Les partis de gauche ont également commencé à réagir face à la perte d'une partie de leurs électeurs notamment les travailleurs les plus exposés aux tensions économiques et culturelles. Les sociaux-démocrates danois ont montré la voie à suivre quand leur leader, Mette Frederiksen, a déclaré : « Nous voulons introduire un plafond pour le nombre d'étrangers non-occidentaux autorisés à venir au Danemark ». Dans un plan détaillé quoique maladroit, le parti a marqué son intention de créer des centres d'accueil hors d'Europe.
Des migrants à Budapest en Hongrie en 2015. |
Même si je reconnais qu'ils ont de nombreux défauts, les partis axés sur l'immigration et l'islamisme sont essentiels pour que l'Europe ne devienne pas une annexe de l'Afrique du Nord et demeure une composante de cette civilisation occidentale qu'elle a créée.

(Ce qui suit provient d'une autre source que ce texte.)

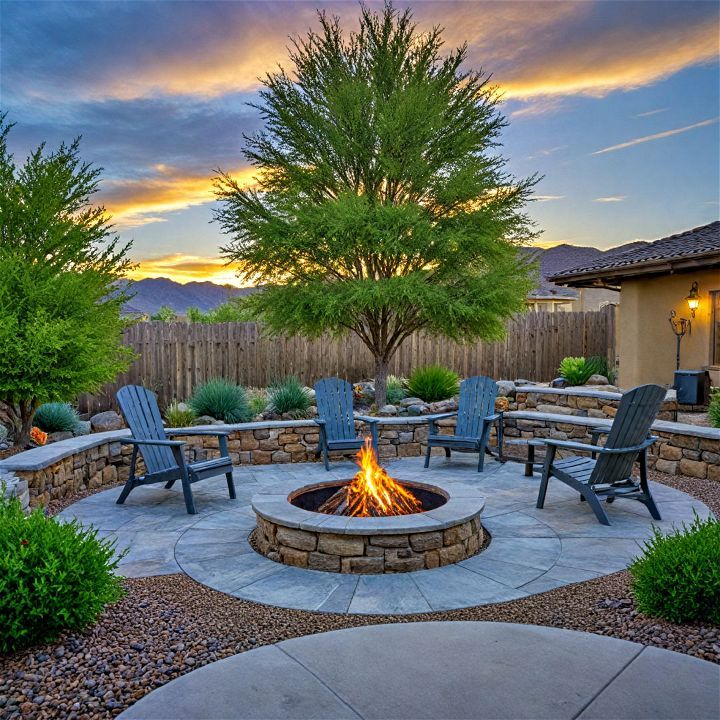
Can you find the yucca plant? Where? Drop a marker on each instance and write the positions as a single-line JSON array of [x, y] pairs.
[[577, 371], [56, 417], [289, 396], [433, 383], [179, 414], [222, 400]]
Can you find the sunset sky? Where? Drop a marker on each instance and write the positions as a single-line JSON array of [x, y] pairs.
[[615, 103]]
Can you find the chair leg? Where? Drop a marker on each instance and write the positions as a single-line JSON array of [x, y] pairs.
[[129, 485], [596, 506], [231, 485], [545, 479]]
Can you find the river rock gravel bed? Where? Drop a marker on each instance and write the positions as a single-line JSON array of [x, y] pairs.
[[170, 625]]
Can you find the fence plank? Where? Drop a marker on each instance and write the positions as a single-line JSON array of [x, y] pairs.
[[174, 357]]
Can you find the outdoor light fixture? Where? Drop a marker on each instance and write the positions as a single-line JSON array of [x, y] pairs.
[[693, 299]]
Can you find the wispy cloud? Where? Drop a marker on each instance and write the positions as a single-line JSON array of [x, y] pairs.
[[656, 136], [652, 112], [185, 268], [145, 200]]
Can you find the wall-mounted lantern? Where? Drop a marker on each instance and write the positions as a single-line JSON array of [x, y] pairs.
[[693, 299]]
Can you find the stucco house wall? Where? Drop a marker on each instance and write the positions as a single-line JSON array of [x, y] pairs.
[[645, 341]]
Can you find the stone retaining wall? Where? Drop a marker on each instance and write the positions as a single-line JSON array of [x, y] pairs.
[[579, 401], [93, 461], [681, 449]]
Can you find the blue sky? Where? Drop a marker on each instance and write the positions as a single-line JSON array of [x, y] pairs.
[[615, 103]]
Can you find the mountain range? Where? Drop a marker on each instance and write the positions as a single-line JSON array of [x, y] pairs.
[[151, 294]]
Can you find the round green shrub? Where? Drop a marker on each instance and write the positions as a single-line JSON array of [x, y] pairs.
[[56, 417], [54, 576], [678, 575], [179, 414], [222, 400], [433, 383], [395, 389], [289, 396]]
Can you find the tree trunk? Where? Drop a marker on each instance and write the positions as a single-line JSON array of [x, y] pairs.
[[381, 371]]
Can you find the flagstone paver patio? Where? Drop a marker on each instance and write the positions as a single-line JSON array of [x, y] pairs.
[[444, 670], [531, 550]]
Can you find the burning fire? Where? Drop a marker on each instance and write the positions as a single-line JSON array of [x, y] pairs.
[[372, 492]]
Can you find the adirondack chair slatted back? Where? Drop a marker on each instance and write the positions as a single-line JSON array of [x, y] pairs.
[[477, 401], [334, 403], [636, 413], [140, 409]]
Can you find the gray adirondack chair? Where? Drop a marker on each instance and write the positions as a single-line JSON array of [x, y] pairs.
[[336, 419], [475, 417], [164, 458], [609, 476]]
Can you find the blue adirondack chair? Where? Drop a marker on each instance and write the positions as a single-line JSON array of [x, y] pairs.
[[609, 476], [475, 417], [164, 458], [336, 419]]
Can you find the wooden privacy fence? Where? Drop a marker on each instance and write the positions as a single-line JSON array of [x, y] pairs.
[[174, 357]]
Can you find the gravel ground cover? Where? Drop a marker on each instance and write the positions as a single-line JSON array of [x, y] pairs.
[[169, 625]]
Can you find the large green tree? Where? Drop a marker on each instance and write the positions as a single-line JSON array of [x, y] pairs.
[[382, 206], [60, 323]]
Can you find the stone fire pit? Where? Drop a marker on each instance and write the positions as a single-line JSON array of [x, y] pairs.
[[290, 531]]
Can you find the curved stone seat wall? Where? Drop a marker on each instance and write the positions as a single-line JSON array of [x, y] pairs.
[[62, 469]]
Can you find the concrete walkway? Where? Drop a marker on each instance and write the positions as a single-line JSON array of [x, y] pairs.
[[444, 670], [531, 550]]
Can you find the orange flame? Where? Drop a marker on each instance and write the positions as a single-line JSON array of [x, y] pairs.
[[372, 492]]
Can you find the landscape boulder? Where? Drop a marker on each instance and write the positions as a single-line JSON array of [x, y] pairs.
[[106, 421]]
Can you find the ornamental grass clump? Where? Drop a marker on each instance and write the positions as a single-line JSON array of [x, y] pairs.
[[179, 414], [222, 400], [289, 396], [56, 417], [678, 575], [433, 383], [577, 371], [714, 408], [54, 576]]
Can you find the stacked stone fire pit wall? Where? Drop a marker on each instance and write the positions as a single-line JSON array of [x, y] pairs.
[[368, 554], [93, 461]]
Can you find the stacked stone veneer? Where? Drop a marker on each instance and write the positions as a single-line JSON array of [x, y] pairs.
[[578, 401], [349, 553], [680, 449], [93, 461]]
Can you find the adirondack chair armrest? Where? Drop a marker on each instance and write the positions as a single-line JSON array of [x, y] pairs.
[[584, 447], [166, 443], [214, 433], [367, 419]]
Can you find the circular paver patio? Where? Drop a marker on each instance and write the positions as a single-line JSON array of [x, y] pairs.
[[531, 550], [444, 670]]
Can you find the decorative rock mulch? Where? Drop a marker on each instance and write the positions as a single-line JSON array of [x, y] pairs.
[[169, 625]]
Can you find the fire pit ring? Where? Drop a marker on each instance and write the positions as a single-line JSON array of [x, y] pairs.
[[446, 533]]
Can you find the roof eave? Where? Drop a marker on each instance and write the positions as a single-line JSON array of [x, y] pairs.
[[611, 278]]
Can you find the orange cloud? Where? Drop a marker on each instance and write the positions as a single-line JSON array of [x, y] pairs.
[[141, 201], [186, 268]]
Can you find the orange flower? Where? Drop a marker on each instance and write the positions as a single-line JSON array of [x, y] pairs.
[[38, 436]]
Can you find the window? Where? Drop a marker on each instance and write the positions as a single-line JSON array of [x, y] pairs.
[[715, 328]]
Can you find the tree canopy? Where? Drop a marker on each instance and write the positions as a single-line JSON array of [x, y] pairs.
[[60, 323], [381, 205]]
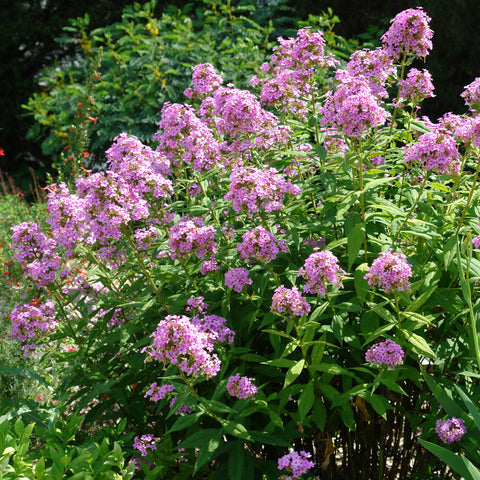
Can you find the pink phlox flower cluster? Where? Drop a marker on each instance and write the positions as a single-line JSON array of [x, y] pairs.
[[209, 266], [252, 189], [386, 353], [417, 86], [131, 159], [214, 326], [241, 387], [66, 215], [290, 72], [31, 322], [352, 108], [261, 244], [468, 131], [450, 430], [409, 33], [35, 252], [187, 137], [182, 409], [111, 203], [189, 236], [157, 393], [144, 443], [145, 236], [373, 65], [237, 278], [179, 342], [204, 81], [321, 268], [305, 51], [471, 94], [289, 301], [390, 271], [296, 464], [436, 151], [240, 118], [196, 305]]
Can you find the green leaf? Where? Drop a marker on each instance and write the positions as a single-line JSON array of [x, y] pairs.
[[293, 372], [236, 461], [306, 400], [419, 344], [460, 464], [445, 400], [361, 285], [184, 421], [207, 452]]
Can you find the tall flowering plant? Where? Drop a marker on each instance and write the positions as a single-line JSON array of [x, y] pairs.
[[258, 284]]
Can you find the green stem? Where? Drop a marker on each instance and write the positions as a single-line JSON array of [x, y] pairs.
[[409, 214], [469, 199]]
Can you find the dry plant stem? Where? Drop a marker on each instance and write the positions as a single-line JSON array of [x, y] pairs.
[[469, 199], [409, 214]]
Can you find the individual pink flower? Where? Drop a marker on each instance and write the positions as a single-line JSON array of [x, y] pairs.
[[386, 353], [144, 443], [157, 393], [252, 189], [410, 33], [320, 269], [31, 322], [390, 271], [36, 253], [450, 430], [289, 301], [204, 81], [352, 109], [417, 86], [260, 244], [296, 464], [180, 342], [435, 151], [241, 387], [237, 278], [189, 236], [471, 94]]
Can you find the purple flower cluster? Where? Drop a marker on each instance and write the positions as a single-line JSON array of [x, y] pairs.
[[417, 86], [409, 33], [179, 342], [157, 393], [252, 189], [32, 322], [352, 109], [35, 252], [289, 77], [260, 244], [386, 353], [289, 301], [186, 135], [189, 236], [435, 151], [390, 271], [237, 278], [471, 94], [373, 65], [321, 268], [240, 118], [204, 81], [296, 464], [142, 168], [144, 443], [450, 430], [241, 387]]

Le fait qu'ils s'attaquent aux problèmes de l'immigration et de l'islamisme compense leurs manquements. Cette analyse me conduit à lancer un appel urgent à coopérer avec les partis civilisationistes plutôt qu'à s'en détourner d'un air horrifié. D'après mon expérience, ils sont ouverts à la discussion et prêts à apprendre. Ils ont aussi quelque chose à apporter. À titre d'exemple, en s'intéressant à la loi islamique, ou charia, Anne Marie Waters du mouvement For Britain apporte un nouvel éclairage sur des problèmes complexes.
Revenons à Viktor Orbán. Malgré ses sérieux couacs en tant que dirigeant démocratique et son alignement avec Vladimir Poutine, son succès électoral reflète une angoisse réelle et légitime en Hongrie par rapport à l'immigration et à l'islamisation, surtout depuis la recrudescence des deux phénomènes en 2015-2016. Orbán est au pouvoir mais d'autres après lui n'en sont pas loin et je prédis que dans vingt ans les partis civilisationistes seront peut-être présents en force dans de nombreux gouvernements. Chose non moins importante, leurs politiques auront influencé celle de leurs rivaux conservateurs et de gauche. Il serait insensé d'essayer d'ignorer ou d'ostraciser ce mouvement. Au contraire on ferait mieux de les inciter à se modérer, de les éduquer et d'apprendre d'eux.